What we all learned that night though was that Angus and his band have what musicians call ‘soul.’ And that is what I think you will get if you listen to the album, and the song I seem to have inspired (warning – it has high ear worm quality!)

And here are the lyrics … he even has the word ‘spin’ in there

Still We Run

Time goes by like the winter winds

And the decades fly as the world spins

Where it goes we’ll never know and cannot save.

We all must live before we leave

Achieve to give and to believe.

As the years disappear like tears on the ocean wave.

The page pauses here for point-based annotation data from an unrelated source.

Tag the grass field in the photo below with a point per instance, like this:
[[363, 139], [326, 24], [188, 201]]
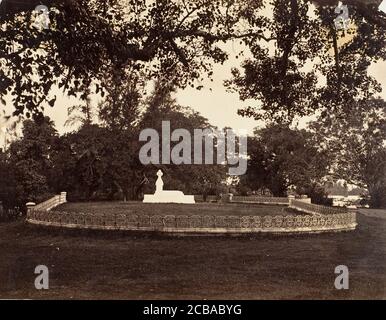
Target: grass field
[[174, 209], [90, 264]]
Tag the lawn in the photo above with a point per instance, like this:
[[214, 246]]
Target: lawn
[[110, 264], [174, 209]]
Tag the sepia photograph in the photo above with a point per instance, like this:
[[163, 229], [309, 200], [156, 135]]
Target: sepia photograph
[[211, 151]]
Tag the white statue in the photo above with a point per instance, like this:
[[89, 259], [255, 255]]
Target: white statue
[[159, 184], [166, 196]]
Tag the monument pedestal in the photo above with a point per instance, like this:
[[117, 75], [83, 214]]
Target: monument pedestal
[[168, 197]]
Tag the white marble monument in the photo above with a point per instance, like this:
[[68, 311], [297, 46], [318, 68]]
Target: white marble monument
[[166, 196]]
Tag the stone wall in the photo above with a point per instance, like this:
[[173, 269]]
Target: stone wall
[[197, 224], [48, 204], [261, 199], [315, 209]]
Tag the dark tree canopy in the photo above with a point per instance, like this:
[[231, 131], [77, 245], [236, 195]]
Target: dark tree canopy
[[88, 40], [308, 65]]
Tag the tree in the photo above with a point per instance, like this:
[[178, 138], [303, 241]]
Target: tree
[[306, 65], [281, 157], [88, 39], [31, 159], [82, 113], [190, 178], [356, 144]]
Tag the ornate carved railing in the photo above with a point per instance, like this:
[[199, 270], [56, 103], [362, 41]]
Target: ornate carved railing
[[315, 209], [195, 223], [48, 204]]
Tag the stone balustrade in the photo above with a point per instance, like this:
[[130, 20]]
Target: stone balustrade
[[197, 224]]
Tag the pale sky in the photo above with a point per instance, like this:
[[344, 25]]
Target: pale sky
[[217, 105]]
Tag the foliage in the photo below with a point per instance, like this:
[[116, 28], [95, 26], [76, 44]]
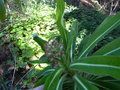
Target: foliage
[[89, 20], [83, 70]]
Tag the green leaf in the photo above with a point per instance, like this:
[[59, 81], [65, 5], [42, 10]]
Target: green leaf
[[41, 81], [2, 11], [18, 2], [82, 84], [107, 26], [43, 59], [46, 71], [72, 39], [53, 79], [59, 19], [111, 85], [100, 65], [112, 48], [40, 41]]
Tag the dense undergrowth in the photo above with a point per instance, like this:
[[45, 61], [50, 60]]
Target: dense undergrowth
[[41, 20]]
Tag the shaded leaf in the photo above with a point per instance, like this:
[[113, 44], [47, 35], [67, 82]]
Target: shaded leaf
[[82, 84], [2, 11], [112, 48], [100, 65], [53, 79]]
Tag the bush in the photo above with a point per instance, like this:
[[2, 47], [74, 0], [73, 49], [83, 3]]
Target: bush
[[89, 19]]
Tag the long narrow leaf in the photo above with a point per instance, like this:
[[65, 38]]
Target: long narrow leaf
[[82, 84], [107, 26], [100, 65], [2, 11], [112, 48], [60, 83], [40, 41], [41, 81], [53, 79], [59, 20]]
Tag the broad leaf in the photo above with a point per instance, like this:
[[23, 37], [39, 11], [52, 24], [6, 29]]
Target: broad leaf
[[107, 26], [2, 11], [112, 48], [53, 79], [40, 41], [100, 65], [82, 84]]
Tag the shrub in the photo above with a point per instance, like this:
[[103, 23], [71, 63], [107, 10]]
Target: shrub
[[89, 20], [69, 70]]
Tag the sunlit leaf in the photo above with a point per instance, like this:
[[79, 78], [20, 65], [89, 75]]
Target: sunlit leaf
[[107, 26]]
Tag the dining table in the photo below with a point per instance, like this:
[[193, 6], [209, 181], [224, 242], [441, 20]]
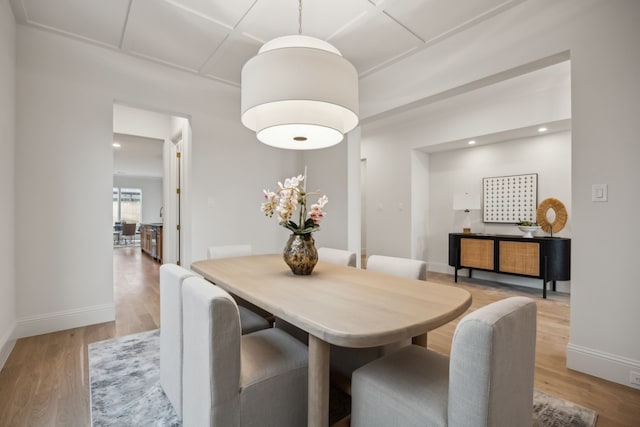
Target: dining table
[[340, 305]]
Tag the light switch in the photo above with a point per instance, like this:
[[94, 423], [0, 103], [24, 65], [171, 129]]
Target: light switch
[[599, 193]]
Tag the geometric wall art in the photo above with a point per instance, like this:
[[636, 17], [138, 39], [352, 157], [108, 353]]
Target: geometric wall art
[[510, 199]]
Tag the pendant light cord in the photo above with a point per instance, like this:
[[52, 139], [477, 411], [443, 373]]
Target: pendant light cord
[[299, 17]]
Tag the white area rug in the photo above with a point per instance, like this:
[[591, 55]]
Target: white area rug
[[124, 376]]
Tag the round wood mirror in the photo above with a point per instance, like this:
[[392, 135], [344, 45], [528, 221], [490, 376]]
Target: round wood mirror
[[551, 215]]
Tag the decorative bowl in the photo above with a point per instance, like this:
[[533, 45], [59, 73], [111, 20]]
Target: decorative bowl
[[528, 229]]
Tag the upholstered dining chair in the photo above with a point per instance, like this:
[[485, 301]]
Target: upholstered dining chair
[[128, 232], [228, 251], [171, 330], [486, 382], [337, 256], [404, 267], [229, 379], [171, 279], [345, 360]]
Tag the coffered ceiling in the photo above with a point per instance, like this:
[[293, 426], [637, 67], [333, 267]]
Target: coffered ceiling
[[214, 38]]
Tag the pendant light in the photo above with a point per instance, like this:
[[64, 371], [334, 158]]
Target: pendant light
[[299, 93]]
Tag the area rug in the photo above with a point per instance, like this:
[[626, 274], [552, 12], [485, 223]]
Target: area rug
[[125, 389]]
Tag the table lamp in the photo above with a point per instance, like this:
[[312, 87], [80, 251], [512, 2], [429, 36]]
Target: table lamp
[[466, 202]]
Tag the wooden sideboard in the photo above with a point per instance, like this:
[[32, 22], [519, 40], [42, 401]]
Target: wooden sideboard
[[546, 258], [151, 240]]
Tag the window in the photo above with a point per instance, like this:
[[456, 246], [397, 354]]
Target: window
[[127, 205]]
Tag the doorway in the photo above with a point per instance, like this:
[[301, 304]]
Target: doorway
[[149, 154]]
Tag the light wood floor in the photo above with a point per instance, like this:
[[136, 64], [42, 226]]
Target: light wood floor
[[45, 380]]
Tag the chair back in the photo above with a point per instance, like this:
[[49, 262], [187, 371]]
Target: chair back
[[129, 229], [492, 364], [404, 267], [171, 279], [228, 251], [211, 369], [337, 256]]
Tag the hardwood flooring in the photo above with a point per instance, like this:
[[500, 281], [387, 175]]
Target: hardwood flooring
[[45, 380]]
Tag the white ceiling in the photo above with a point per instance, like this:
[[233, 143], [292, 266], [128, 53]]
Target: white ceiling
[[137, 156], [214, 38]]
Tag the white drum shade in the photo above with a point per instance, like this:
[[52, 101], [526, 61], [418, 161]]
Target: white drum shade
[[299, 93]]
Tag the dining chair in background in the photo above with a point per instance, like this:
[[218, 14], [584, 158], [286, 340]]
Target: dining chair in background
[[231, 379], [228, 251], [345, 360], [334, 256], [128, 231], [487, 380], [404, 267], [337, 256]]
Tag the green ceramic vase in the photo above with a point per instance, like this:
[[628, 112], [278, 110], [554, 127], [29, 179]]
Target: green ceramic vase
[[300, 254]]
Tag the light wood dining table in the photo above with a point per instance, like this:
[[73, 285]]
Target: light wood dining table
[[338, 305]]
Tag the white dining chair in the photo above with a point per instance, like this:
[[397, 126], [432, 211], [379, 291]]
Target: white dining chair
[[337, 256], [334, 256], [171, 330], [486, 382], [228, 251], [229, 379], [171, 279], [404, 267]]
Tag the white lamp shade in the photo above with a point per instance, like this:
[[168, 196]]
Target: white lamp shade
[[299, 97]]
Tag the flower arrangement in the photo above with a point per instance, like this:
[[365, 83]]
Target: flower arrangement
[[289, 197]]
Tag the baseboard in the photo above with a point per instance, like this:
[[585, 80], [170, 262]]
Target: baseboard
[[68, 319], [6, 345], [506, 279], [608, 366]]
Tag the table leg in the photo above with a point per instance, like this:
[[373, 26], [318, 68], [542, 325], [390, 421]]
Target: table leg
[[420, 340], [318, 398]]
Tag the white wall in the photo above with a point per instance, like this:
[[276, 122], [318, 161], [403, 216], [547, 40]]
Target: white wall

Forever Young and still we run

Living dreams that seem to move with the rainbow’s gold.

Forever Young and still we run

And we’ll run for the sun and the years won’t leave us old.


How long our time we’ll never know

But up we’ll climb and on we’ll go.

Keeping pace and grace in the race of the roads we tread.

At age eighteen or eighty-five

Whatever’s been you are alive

So drive for the prize, your lifetime lies ahead.


Go by the creed of those we see,

The blessed breed who hold the key,

The rare who dare not care for the age they are.

And meet the day and hit the night

Fight hard and play and chase the light

And dance to a tune by the moon and the morning star.


Fleeting flames in worlds vast

We all too soon become the past.

As glow and shadow guide our way

Pray long the path but live the day.


Love it. Thanks Angus. And also if you watch my documentary on depression on BBC2 on Tuesday, you will see the place where we had the chat that led to the song being written, and hear me talk about how important music is to my mental health.